The group of 13 includes community college students, undergraduate students and graduate students from across North America with backgrounds in anthropology, biology, political science, music and more. They represent the Oneida, Cree, Tsimshian, Native Hawaiian communities and more.
The workshop is funded by the National Human Genome Research Institute at the National Institutes of Health. Travel, lodging and food for the attendees is covered.
During the week students met with law experts to learn about genomic legal cases, they discussed the ethical and social issues that can come up in the field and spent time role-playing, in which different participants took on the roles of non-indigenous researchers, indigenous researchers, tribal council members, research board regulators and other interest groups.
The workshop also includes a trip to the Field Museum in Chicago where participants will tour the DNA lab and meet with the museum's repatriation team, which works with Native American communities on returning ancestors' remains.
They also spent time in the bioinformatics lab downloading large data sets and learning how to analyze the information. And they learned to extract and analyze their own DNA.
Malhi said organizers tried to pair students in such a way to allow peer-to-peer learning, pairing a student with biological sciences background with a humanities background.
A hallmark of the workshop, said Jessi Bardill from East Carolina State University, is the discussions.
"We're working to build up a professional community so we can continue the conversations" about identity, intellectual property and more, she said. Bardill also taught at the 2011 workshop.

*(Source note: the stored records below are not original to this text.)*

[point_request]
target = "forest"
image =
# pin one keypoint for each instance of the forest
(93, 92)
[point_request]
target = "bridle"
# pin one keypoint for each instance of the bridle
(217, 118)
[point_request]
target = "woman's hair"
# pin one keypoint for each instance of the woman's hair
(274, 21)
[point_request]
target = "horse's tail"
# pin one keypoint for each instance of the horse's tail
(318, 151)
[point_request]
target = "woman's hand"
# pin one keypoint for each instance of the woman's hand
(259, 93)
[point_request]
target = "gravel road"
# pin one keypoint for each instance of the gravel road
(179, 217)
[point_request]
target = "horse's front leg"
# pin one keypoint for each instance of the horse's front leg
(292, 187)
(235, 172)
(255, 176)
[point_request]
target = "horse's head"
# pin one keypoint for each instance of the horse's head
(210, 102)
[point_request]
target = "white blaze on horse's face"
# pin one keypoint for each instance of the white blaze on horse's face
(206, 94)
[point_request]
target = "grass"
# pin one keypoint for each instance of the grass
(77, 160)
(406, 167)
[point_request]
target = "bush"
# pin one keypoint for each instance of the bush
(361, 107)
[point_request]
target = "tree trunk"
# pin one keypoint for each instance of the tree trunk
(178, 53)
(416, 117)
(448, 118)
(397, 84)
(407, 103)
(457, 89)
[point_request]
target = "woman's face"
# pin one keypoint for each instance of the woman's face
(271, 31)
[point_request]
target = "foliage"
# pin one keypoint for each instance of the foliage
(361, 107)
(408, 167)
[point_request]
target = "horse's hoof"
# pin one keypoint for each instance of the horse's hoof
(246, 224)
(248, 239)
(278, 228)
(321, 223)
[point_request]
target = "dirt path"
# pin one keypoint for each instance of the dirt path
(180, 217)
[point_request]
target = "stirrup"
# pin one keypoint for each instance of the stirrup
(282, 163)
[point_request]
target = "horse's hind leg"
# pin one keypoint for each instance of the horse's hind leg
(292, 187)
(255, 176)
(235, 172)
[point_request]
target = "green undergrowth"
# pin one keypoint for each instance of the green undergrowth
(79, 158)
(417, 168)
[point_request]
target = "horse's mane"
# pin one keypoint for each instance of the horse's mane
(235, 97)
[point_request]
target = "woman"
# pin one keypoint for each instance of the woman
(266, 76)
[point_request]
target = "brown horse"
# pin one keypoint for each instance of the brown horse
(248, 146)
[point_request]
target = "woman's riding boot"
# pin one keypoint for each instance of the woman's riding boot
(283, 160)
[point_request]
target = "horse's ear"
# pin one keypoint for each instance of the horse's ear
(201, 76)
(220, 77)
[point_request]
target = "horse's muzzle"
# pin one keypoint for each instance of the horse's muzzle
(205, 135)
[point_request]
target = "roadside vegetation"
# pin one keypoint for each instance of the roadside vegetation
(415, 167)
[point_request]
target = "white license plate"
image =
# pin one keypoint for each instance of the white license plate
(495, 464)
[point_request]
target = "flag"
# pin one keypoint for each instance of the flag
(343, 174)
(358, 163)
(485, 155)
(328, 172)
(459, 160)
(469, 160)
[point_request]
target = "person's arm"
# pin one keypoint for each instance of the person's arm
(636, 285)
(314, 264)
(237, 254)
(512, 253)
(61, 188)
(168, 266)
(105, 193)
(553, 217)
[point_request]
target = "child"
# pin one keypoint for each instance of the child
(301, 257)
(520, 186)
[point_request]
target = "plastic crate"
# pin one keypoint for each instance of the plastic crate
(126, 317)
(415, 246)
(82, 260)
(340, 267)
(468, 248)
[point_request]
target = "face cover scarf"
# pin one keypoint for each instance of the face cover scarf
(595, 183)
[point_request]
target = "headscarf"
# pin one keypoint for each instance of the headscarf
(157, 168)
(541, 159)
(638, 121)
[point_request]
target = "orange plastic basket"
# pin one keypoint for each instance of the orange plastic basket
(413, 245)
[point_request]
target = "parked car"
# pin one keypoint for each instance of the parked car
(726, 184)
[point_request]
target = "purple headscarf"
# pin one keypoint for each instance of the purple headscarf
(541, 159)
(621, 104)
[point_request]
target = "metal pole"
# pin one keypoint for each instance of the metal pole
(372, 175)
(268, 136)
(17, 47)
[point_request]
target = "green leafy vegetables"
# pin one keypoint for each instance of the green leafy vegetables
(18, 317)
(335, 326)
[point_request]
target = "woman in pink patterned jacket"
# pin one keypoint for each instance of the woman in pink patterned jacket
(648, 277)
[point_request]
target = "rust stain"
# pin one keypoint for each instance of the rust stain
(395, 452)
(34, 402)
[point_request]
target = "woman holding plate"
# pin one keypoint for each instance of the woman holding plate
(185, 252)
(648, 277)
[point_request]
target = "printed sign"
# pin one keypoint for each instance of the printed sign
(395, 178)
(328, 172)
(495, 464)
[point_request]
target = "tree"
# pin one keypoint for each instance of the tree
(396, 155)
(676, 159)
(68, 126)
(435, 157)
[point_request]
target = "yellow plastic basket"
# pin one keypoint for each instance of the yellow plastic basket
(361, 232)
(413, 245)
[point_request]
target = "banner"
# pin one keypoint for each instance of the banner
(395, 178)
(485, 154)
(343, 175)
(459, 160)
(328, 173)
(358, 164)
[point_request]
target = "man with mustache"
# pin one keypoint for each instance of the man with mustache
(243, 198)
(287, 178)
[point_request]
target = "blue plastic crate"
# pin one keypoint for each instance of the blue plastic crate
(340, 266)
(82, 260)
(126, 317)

Instructors come from the University of Washington, Stanford University, the University of California system and other campuses.
Francine Gachupin, a Jemez Pueblo whose speciality is population genetics, is an assistant professor in the Department of Family and Community Medicine at the University of Arizona. She spoke about the ethics of biospecimen use and the recent case of the Havasupai people suing the Arizona State University Board of Regents.
Back in 1989 the members agreed to have their blood drawn for diabetes research, but their blood was later used by other researchers for mental health research and other studies without the Havasupai's knowledge, Gachupin said.
"That's why SING is so important," she said, to allow student to understand the science, the history, the legality of different cases "so they can understand the full breadth of all the issues involved."